Detective Bowman climbed out of an unmarked Caprice and appeared to shrug his jacket into a more comfortable position and straightened his tie. Confident his sidearm was secure; he sauntered over to Officer Wills.
“Officer, make this good or make this brief: My curried beef is getting cold and my beer is getting warm.”
Wills grinned. “You’ll have to settle for good, Bo. Why don’t you come into the lobby and see for yourself?”
Bowman shrugged and waved Wills ahead, “…damn curry gives me gas anyway I guess.”
He’d been called to the downtown Marriot. He expected the humidity from the massive water feature in the lobby. He expected the plush furnishings and the soothing instrumental background music. He did not expect to see a man in his early twenties dressed like Tweety-bird.
“Hey Wills,” he tapped the officer’s shoulder. “Don’t tell me you called me here to referee a mascot’s convention…”
“Furry orgy gone wrong?”
Wills smiled broadly, “Just go talk to the canary, see if you can get him to sing.”
“Aight, I’ll bite.” Bowman walked over to the young man in the Tweety suit. His Bieber bangs were plastered to his forehead with sweat and his eyes were wide and haunted, like he’d seen something he couldn’t have…or maybe something he shouldn’t have.
“I’m Detective Mike Bowman. How are you doing tonight?”
“Another cop! Look, you’ve gotta find John! We think he may have been 1-8-7’d!”
Bowman grinned and shook his head as he pulled a pen and notepad from the breast pocket of his coat. “Son, the force retired radio code three years ago, and I believe anthimeria is a misdemeanor in this precinct so let’s leave nouns nouns, shall we? Now, why do you think your friend has been murdered?”
“Wile E.’s gonna eat him, if he hasn’t already!”
“I see. Son are you aware of the criminal penalties for filing a false report?”
Tweety threw his wings in the air and rolled his eyes.
“Start talking, and tell it straight from the beginning,” Bowman said firmly. He sighed and thought about his dinner. The kid breathlessly plunged into his story.
“My friends and grew up on Looney Tunes,” he began.
Bowman raised an eyebrow in warning, “Son don’t play me for a fool. When I said the beginning…”
“Just listen and you’ll understand! We came to Tampa for a convention. We were in our room watching the Bugs Bunny show dressed in costume for the show later this evening. A roadrunner episode came on that we’d never seen before. Halfway through, Wile E. Coyote ordered something from ACME. It was a trans-dimensional hole.
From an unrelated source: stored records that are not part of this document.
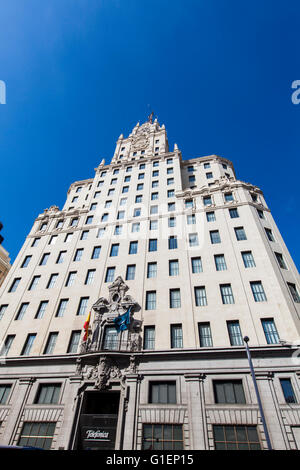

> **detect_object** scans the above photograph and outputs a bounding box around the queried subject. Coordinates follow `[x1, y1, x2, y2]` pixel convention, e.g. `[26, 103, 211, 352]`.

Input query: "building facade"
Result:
[0, 116, 300, 450]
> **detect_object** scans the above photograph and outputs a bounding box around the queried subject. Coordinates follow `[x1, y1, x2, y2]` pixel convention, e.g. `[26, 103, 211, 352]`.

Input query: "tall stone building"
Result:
[0, 116, 300, 450]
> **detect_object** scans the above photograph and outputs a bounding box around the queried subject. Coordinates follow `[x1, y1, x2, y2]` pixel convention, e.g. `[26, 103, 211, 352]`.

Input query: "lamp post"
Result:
[244, 336, 273, 450]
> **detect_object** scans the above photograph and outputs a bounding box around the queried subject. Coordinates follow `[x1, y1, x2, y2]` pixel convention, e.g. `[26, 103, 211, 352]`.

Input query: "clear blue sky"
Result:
[0, 0, 300, 267]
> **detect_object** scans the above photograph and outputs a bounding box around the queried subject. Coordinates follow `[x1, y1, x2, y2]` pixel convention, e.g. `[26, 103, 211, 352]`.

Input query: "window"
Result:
[206, 211, 216, 222]
[67, 330, 81, 354]
[109, 243, 119, 256]
[15, 302, 29, 320]
[126, 264, 135, 281]
[0, 385, 11, 405]
[242, 251, 256, 268]
[287, 282, 300, 303]
[129, 241, 138, 255]
[214, 255, 227, 271]
[191, 256, 203, 274]
[21, 255, 32, 268]
[65, 271, 77, 287]
[18, 421, 56, 450]
[227, 320, 243, 346]
[198, 322, 213, 348]
[189, 233, 199, 248]
[8, 277, 21, 292]
[169, 259, 179, 276]
[168, 235, 177, 250]
[213, 425, 261, 450]
[34, 300, 48, 318]
[146, 291, 156, 310]
[92, 246, 101, 259]
[147, 262, 157, 278]
[275, 252, 287, 269]
[56, 251, 67, 264]
[265, 228, 275, 242]
[55, 299, 69, 317]
[73, 248, 83, 261]
[278, 379, 297, 403]
[229, 207, 239, 219]
[40, 253, 50, 266]
[170, 289, 181, 308]
[144, 326, 155, 349]
[171, 324, 183, 349]
[43, 332, 58, 354]
[194, 286, 207, 307]
[220, 284, 234, 304]
[142, 424, 183, 451]
[149, 382, 177, 404]
[250, 281, 267, 302]
[148, 238, 157, 251]
[21, 333, 36, 356]
[84, 269, 96, 285]
[28, 276, 41, 290]
[261, 318, 279, 344]
[105, 267, 116, 282]
[209, 230, 221, 245]
[214, 380, 246, 404]
[234, 227, 247, 241]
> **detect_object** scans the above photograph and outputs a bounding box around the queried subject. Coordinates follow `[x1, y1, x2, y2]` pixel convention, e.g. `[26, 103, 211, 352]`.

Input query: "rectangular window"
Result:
[65, 271, 77, 287]
[169, 259, 179, 276]
[21, 333, 36, 356]
[142, 424, 184, 450]
[171, 324, 183, 349]
[170, 289, 181, 308]
[34, 300, 49, 319]
[105, 267, 116, 282]
[149, 382, 177, 404]
[129, 241, 138, 255]
[84, 269, 96, 286]
[278, 379, 297, 403]
[147, 262, 157, 279]
[43, 331, 58, 354]
[209, 230, 221, 245]
[214, 255, 227, 271]
[227, 320, 243, 346]
[55, 299, 69, 317]
[18, 421, 56, 450]
[67, 330, 81, 354]
[220, 284, 234, 304]
[213, 425, 261, 450]
[194, 286, 207, 307]
[146, 291, 156, 310]
[126, 264, 135, 281]
[250, 281, 267, 302]
[234, 227, 247, 241]
[191, 256, 203, 274]
[242, 251, 256, 268]
[15, 302, 29, 320]
[261, 318, 280, 344]
[229, 207, 239, 219]
[198, 322, 213, 348]
[214, 380, 246, 404]
[144, 326, 155, 349]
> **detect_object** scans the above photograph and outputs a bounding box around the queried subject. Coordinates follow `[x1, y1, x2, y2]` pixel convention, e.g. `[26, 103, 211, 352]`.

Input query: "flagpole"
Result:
[244, 336, 273, 450]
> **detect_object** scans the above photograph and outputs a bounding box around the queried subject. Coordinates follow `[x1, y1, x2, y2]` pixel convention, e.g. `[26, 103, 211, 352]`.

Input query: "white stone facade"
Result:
[0, 117, 300, 450]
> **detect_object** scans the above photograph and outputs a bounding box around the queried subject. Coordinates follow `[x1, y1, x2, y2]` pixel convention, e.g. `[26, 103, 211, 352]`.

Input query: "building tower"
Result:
[0, 115, 300, 450]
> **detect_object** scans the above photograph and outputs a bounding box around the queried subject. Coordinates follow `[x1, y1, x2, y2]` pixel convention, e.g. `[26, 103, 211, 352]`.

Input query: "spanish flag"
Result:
[83, 312, 91, 341]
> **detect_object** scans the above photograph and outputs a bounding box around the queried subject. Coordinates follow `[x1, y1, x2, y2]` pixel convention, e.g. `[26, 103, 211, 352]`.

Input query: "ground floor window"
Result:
[213, 425, 261, 450]
[142, 424, 184, 450]
[18, 422, 56, 450]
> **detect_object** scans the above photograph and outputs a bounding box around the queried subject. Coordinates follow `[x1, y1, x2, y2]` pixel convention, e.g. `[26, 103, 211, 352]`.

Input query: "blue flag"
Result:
[114, 307, 131, 333]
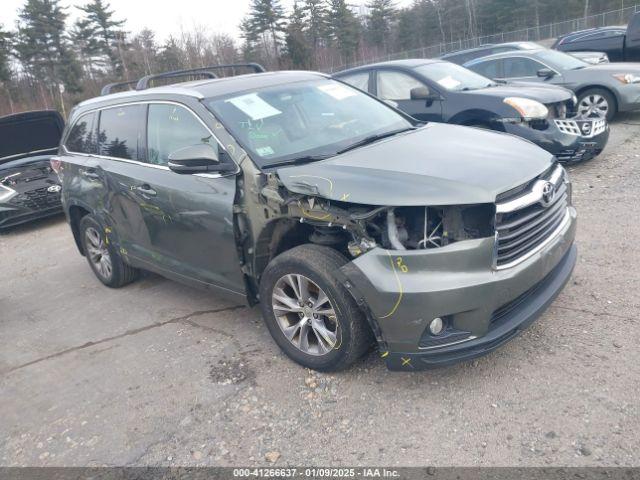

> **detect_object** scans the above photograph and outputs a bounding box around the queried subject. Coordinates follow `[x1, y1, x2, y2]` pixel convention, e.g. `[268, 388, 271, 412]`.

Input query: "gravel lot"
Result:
[0, 115, 640, 466]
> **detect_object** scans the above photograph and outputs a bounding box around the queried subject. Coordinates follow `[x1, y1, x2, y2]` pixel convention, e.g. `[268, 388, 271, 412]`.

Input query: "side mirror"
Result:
[167, 143, 235, 174]
[538, 68, 555, 78]
[409, 87, 433, 100]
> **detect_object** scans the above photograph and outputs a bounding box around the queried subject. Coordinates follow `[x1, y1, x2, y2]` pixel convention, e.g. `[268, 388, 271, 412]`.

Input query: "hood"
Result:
[0, 110, 64, 163]
[462, 82, 573, 104]
[0, 155, 59, 193]
[575, 62, 640, 74]
[277, 123, 554, 206]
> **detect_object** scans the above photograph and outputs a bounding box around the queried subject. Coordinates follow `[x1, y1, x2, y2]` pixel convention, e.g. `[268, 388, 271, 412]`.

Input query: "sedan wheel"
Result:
[271, 274, 340, 356]
[578, 94, 610, 119]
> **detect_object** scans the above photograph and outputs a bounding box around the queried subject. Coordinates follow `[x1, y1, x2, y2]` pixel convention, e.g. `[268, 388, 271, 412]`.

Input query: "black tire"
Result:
[78, 215, 139, 288]
[577, 88, 618, 122]
[260, 244, 373, 372]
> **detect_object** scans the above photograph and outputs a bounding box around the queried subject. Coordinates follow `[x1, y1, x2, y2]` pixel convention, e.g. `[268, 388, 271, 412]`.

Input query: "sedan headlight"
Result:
[0, 183, 17, 202]
[504, 97, 549, 120]
[613, 73, 640, 84]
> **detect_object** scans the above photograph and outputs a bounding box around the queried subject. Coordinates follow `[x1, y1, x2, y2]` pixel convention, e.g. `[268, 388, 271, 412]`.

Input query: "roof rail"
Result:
[136, 63, 266, 90]
[100, 80, 138, 95]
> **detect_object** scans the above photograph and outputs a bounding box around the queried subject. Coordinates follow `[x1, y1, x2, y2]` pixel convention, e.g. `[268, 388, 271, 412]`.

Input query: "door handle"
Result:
[133, 183, 157, 197]
[81, 168, 100, 180]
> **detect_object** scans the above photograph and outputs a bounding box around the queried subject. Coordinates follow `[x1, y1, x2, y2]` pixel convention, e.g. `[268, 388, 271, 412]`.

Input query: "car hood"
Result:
[463, 82, 573, 104]
[0, 155, 58, 192]
[277, 123, 554, 206]
[572, 62, 640, 74]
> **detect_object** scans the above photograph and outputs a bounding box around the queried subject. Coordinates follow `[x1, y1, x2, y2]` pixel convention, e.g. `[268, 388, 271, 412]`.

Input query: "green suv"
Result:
[52, 66, 576, 371]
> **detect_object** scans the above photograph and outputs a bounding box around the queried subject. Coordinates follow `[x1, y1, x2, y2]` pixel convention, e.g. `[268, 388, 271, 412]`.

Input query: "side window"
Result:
[65, 113, 97, 153]
[98, 105, 146, 160]
[504, 57, 545, 78]
[378, 72, 425, 100]
[147, 103, 217, 165]
[471, 60, 500, 78]
[340, 72, 369, 92]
Normally the roadrunner runs right past stuff like that and the coyote falls for it every time.”
As he spoke, he’d been looking down at his toes, across the lobby to the shimmering sheet of water cascading dramatically down the face of a stone wall, or even up at the giant crystal chandelier overhead – anything to avoid eye contact. He looked up, straight into Bowman’s eyes.
“This time was different. When Wile E. Coyote went to place the portal, he tripped and it flew straight at us. The screen went black. I thought Larry had tripped on the power cord again. This is the freaky part,” he paused, “You’re not going to fucking believe me anyway, what’s the use?”
“Try me. We’ll go from there.”
“A werewolf climbed out of the screen. Well, we think it was Wile E. Coyote, but it sure as hell looked like a werewolf!”
Bowman sighed and clicked his pen closed. He returned the pad and pen to his pocket and whistled for Wills. “Officer Wills! Take this fine young man into custody and charge him with filing a false report. I want a tox screen and…”
“Just go up to our room and see for yourself! John was dressed like the roadrunner. When the coyote climbed out of the screen, everybody started freaking out. The coyote chased john around the room and when John ran past the TV it just …sucked him in!”
“Fine. Lead the way, Tweety. I warn you, though. You’re courting felony charges right now.”
The room was a mess of overturned furniture and empty pizza boxes. The TV was indeed playing Looney tunes.
Detective Bowman turned about expectantly. He was about to direct Tweety out of the room when his phone chimed with a text message. He flipped it out and read: There must always be a Roadrunner. He glanced to the TV screen to see the coyote holding a white sign that said the same. Wile E. Coyote nodded slowly and then turned and trotted off into the sunset.